Homeowner Crisis Resource Center
HousingHelpNow.org is an offshoot of the National Foundation for Credit Counseling. "We want to assist consumers in a proactive way," says spokesman Nick Jacobs. The Web site provides housing information and consumers can take the Mortgage Reality Check. By answering such questions as "Do you owe more on your mortgage than it is now worth?" test-takers gain an understanding of how well their mortgage fits their budget and income. The site also identifies steps homeowners can take if they are behind on their mortgage payments.
"If we can see that some kind of illegality happened in the execution of the loan, then it really helps," says Kathleen Skullney, project attorney for the Maryland Foreclosure Assistance Project. "If we do, we can say to the servicer, 'Our borrower has legal defenses. Why don't we work it out?' It's an incentive to talk." You can find free legal aid at local offices all over the country. To locate an office near you, go to lawhelp.org, a joint project of the Legal Services Corporation and the Open Society Institute. Just click on your state and then select "Housing."
NeighborWorks America is a network of 238 organizations across the United States that provides counseling and education to help homeowners work their way to financial solvency. Counselors also may contact lenders to help develop a payment plan, among other things, Snyder says.

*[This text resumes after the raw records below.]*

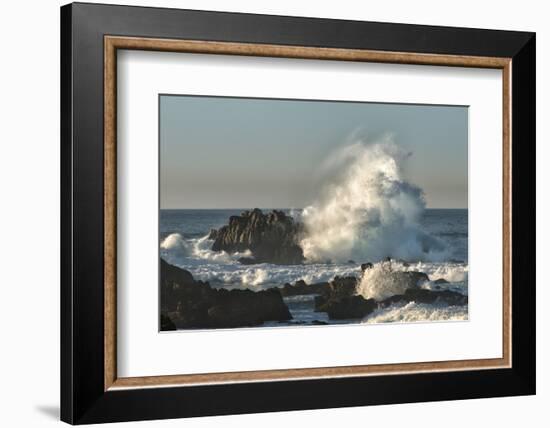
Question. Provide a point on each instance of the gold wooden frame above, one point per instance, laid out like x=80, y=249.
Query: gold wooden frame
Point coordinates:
x=113, y=43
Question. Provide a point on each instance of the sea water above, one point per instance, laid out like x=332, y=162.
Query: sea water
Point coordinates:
x=184, y=242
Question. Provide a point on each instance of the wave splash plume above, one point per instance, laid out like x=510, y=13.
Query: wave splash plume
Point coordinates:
x=370, y=212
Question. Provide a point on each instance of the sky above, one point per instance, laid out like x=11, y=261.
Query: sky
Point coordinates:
x=218, y=152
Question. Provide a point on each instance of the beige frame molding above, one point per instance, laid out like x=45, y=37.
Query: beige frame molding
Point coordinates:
x=113, y=43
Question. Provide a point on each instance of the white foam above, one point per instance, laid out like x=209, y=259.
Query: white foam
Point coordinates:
x=369, y=211
x=416, y=312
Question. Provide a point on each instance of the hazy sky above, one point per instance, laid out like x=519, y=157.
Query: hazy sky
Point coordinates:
x=245, y=152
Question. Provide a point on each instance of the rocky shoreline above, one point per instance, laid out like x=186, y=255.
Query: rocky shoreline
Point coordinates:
x=187, y=303
x=271, y=238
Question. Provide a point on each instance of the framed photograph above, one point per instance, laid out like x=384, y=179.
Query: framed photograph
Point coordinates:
x=317, y=213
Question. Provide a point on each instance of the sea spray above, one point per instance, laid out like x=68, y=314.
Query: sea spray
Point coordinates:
x=175, y=248
x=369, y=212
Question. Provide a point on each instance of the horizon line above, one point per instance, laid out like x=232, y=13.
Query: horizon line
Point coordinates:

Don't wait until it's too late
Although these organizations provide a tremendous amount of information, they are a first step. There's no getting around the fact that a call or visit to a lender typically is needed, Jacobs says. That's particularly the case if the individual would like to restructure the payment schedule.
"We feel that we are so much more constructive if homeowners can come to us ahead of the actual foreclosure process," says Skullney.
What's more, avoiding foreclosure may require significant lifestyle changes. An individual may have to develop and stick to a more modest budget. In extreme cases, counselors may recommend a move to more affordable living arrangements.
It's always best that borrowers reach out to a counselor or organization before their troubles have reached a crisis point. "There are more tools available if you're 60 days behind, versus if there's a sheriff's sale next week," says Gugin. For instance, the lender may consider a change in the payment plan or allow the borrower to defer several payments.
In addition, counselors can help homeowners learn more about whether they are eligible for the federal government's Home Affordable Modification program, in which lenders agree to lower a struggling borrower's monthly mortgage payment to as low as 31 percent of the borrower's gross (pretax) monthly income.